Effect of dietary abscisic acid (ABA) supplementation on colon gene expression. C57BL/6J mice were fed ABA-supplemented (100 mg/kg) or control diets for 35 days and challenged with 2.5% dextran sodium sulfate (DSS) or water (no DSS) for 7 days. Expressions of peroxisome proliferator-activated receptor γ (PPAR γ) and PPAR γ-responsive genes CD36, fatty acid binding protein 4 (FABP-4) (A-C), adhesion molecules vascular adhesion molecule 1 (VCAM-1), muscosal vascular addressin cell adhesion molecule 1 (MAdCAM-1), E-selectin, intracellular adhesion molecule 1 (ICAM-1), and platelet/endothelial cell adhesion molecule 1 (PECAM-1) (D-H), and pro-inflammatory proteins interleukin-6 (IL-6), inducible nitric oxide synthase (iNOS), monocyte chemoattractant protein-1 (MCP-1), and matrix metalloproteinase 9 (MMP-9) (I-L) were assessed by real-time quantitative PCR. Data are represented as mean ± standard error. Points with an asterisk are significantly different from control, non-DSS treatment (P<0.05).

Figure 4

Effect of dietary abscisic acid (ABA) supplementation on lymphocyte subsets in mesenteric lymph nodes (MLN) and blood. MLN (A-C) and blood (D-E) were immunophenotyped with anti-CD3, anti-CD4, anti-CD8, and anti-FoxP3 mouse monoclonal antibodies and the lymphocyte populations were analyzed with flow cytometry with FACS diva software.

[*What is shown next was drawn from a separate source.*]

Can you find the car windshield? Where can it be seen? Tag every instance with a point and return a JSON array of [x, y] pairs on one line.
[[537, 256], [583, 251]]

Data are represented as mean ± standard error. Points with an asterisk are significantly different from control, non-DSS treatment (P<0.05).

Figure 5

Effect of abscisic acid (ABA) treatment on cytotoxic T-lymphocyte antigen 4(CTLA-4) expression. Splenocytes were isolated from peroxisome proliferator-activated receptor γ (PPAR γ)-flfl; MMTV-Cre⁺ mice, who lack PPAR γ in hematopoietic cells, and control MMTV-Cre^- littermates. Cells were stimulated with anti-CD3 (5 μg/mL)/CD28 (1 μg/mL) and treated with ABA (10 μM with or without the cAMP inhibitor 2’5’-dideoxyadenosine (icAMP, 10 μM) or 14-22 myristolated PKA inhibitor fragment (iPKA, 30 μM), a PKA-specific inhibitor, for 20 hours. Expression of CTLA-4 on CD3⁺, CD4⁺, and CD8⁺ lymphocytes was assessed with flow cytometry. Representative histograms (A-D) of CTLA-4 expression on CD3⁺ cells in MMTV, Cre^- cells are depicted. The percentage of CTLA-4⁺ cells and CTLA-4 median fluorescence intensity (MFI) in CD8⁺ (E-F) and CD4⁺ (G-H) in PPAR γ expressing (black bars) and non-expressing cells (white bars) were assessed. Data are represented as mean ± standard error. Points with an asterisk indicate a significant effect of the treatment in comparison to the DMSO control (P<0.05).